Of course. Jude would have done this and probably charmed the pants off of Cindy while he was at it.

“Well, I’m here now.” I move my jaw around, wanting badly to wipe the caked-feeling powder off my face.

“Good man. It’ll be great. Cindy’s a real sweetheart, and she asked for you specifically.”

I raise an eyebrow. The woman said she was going to get “thank you, God, for letting me live” etched on her gravestone. Then I register the other part.

“Why me?”

“She said you seemed like a gentleman—someone who’d appreciate a proper thank you.”

I grimace. “I don’t even know what that means.” But I can’t help but be a little touched that she wanted me, and not Jude, a natural on TV and with an ego the size of a hot air balloon.

But ten minutes later, with the TV lights searing heat into my face, I deeply regret feeling this way. Cindy sits next to me, clasping her hands under her chin. “Thank you, sir, for creating this beautiful hotel and this beautiful restaurant.”

“Oh well, I didn’t build it,” I say, and I swear I feel Reese laughing somewhere behind all those lights.

“But most of all,” Cindy says, looking earnestly into my eyes. “Thank you for not cleansing the kitchen of the spirits before we got here.”

My jaw drops.

On her other side, Neil’s eyeballs have sprung wide. “Spirits?!” he exclaims.

I groan. This is what I was afraid of the other night at the bar. Only this time, it’s happening far too close to the TV cameras for my liking.

“Yes,” Cindy turns to Neil. “There’s a ghost here, don’t you know?”

Neil’s looking at Cindy like she’s lost her last marble, though the look is mixed with a kind of delight I recognize.

He’s going to throw her under the bus.

I don’t like that look.

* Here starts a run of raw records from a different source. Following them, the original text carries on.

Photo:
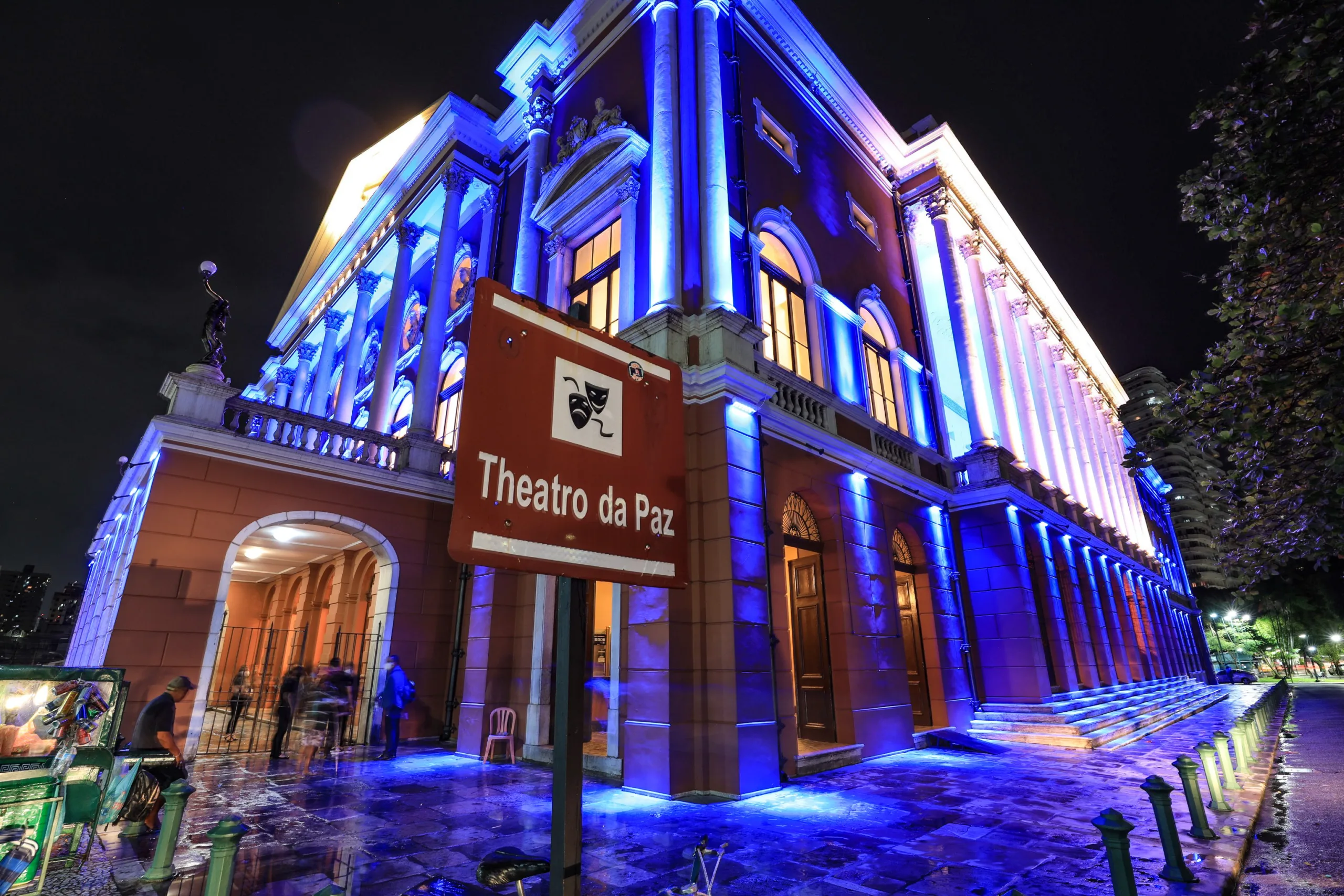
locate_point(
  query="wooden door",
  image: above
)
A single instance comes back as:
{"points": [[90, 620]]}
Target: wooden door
{"points": [[915, 650], [811, 650]]}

It’s not fair to Cindy.

I make a snap decision—one I know I’m going to regret.

“Cindy’s right,” I say, though I can’t believe I’m doing it.

“Not that we’re actually haunted, of course, but people like to make up stories about old buildings.

And the story about the ghost at Rolling Hills is a fun one for people to keep alive. As it were.”

“CUT!” Nancy calls.

“Thank you!” Cindy exclaims, before squeezing me like a stuffed animal and disappearing off stage.

“Oh ho ho!” Neil says to me, rubbing his hands together.